Da Grécia e conexos – em súmula (I)
Como era de regra entre alunos de História e de Filosofia daquele tempo, a Grécia surgia como um deslumbramento. Por certo que excelentes artífices deste deslumbramento eram os professores de então. Mas a reflexão suscitada pelos pré-socráticos, Sócrates, a própria sofística e Platão (a extensão do programa não consentiu chegar até Aristóteles), a lírica, a tragédia, a comédia, a épica, a Arte, tudo, a reflexão suscitada, dizia, alcandorou-nos a um mundo de venerada admiração. E fruíamos, no retiro da nossa consciência, fosse em casa, nas bibliotecas universitárias ou em passeios solitários, ou com um amigo ou grupo a deambular na praça ou, também, em tertúlias de café.
A Grécia era um espanto!! E breve se me impôs visitá-la como tributo, homenagem tão funda como se de religião se tratasse, digamos, a tal culminância espiritual.
Era necessário comprar uma auto-vivenda e, adquirida, a primeira viagem da “pão-de-fôrma” foi à Hélade (9530 quilómetros ida e volta). Não havia cartões de crédito, razão por que levei 400 contos escondidos num cofre, por sua vez escondido em instalação que, adrede, mandei fazer na viatura.
Em vários dias visitei Delfos e as Termópilas (“Estrangeiro, vai contar aos Lacedemónios que jazemos aqui por obediência às suas normas”, escreveu Simónides em epitáfio aos heróis; como ex-combatente em Angola não me era difícil ter o alcance do heroísmo), Delfos e as Termópilas, dizia, Micenas, Esparta e o litoral, as montanhas e o campo. O Pireu vi-o de longe.
Quando entrei, ido da Jugoslávia em processo de implosão, mais precisamente da Macedónia, onde o guia do Museu de Arte Contemporânea de Skopje, só me falava de Eusébio e de Filipovic, o primeiro restaurante foi em Larissa. Come-se bem na Grécia, para meu gosto, pois à abundância e variedade de saladas, misturam queijo branco de grande qualidade. Temperaturas elevadíssimas de Agosto, um ensurdecedor barulho do canto de cigarras, a vegetação do Olimpo. Por aqui tudo bem.
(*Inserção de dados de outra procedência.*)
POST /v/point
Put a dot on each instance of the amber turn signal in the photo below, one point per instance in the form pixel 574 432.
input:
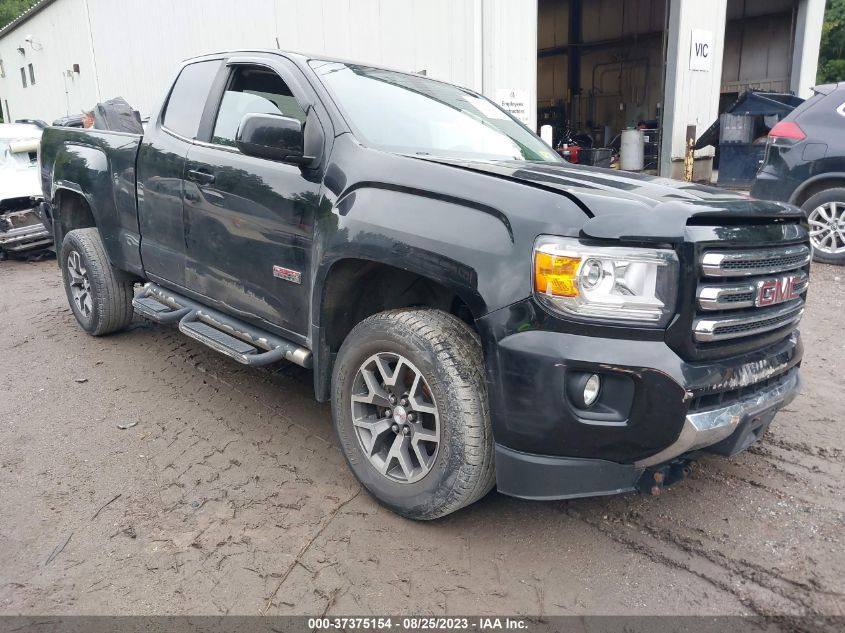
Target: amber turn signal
pixel 556 275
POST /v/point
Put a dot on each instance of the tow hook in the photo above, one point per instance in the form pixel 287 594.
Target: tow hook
pixel 656 478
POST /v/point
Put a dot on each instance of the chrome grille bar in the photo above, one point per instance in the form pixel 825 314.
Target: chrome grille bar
pixel 722 328
pixel 754 262
pixel 739 295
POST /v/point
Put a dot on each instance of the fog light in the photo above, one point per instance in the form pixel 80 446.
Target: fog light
pixel 592 388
Mas…Em Delfos, esse omphalos,”umbigo”, o “centro do mundo”, depara-se-me um vendedor de fruta irascível, ademais de, nos contactos pessoais, maus modos, distância e indiferença (com excepção para os condutores de carros de aluguer em Atenas ou ex-emigrantes agora empregados de café, gente simpática ou muito simpática). Nos restaurantes nada de primoroso na limpeza. E a desconfiança das pessoas deve, também, registar-se. Em suma: aquilo nada tinha a ver com o deslumbramento com que se saía da Universidade. Enquanto flanava numa aldeia dei-me conta de um grupo de homens que esperavam e da chegada de alguém num muito imponente Mercedes preto, muito bem lavado, estimado. Ao ter inquirido de que se tratava disseram-me que um prócere político tinha chegado para uma reunião. Notei que fora cumprimentado por cabeças que se abaixavam, apaniguados (“mantidos por outrem”), clientes, portanto. Não perguntei de que partido eram as pessoas.
Repito: ao fim de vários dias impôs-se-me que, afinal, algo de tão realmente prosaico nada tinha que ver com o encanto e espanto de universitário(s). Uma dimensão maior deste choque está no facto de, mal chegado a Delfos, ter enviado um postal ilustrado à minha muito ilustre Profª de Cultura Clássica, Doutora Rocha Pereira, como quem anuncia o pagamento de uma promessa e se sente libertado pela gratidão que regista “preto no branco”.
Regressado a Portugal falei da minha decepção aos meus pares e a resposta que ouvi foi: “Sim, sim! A Grécia actual é uma decepção. É a reacção comum.”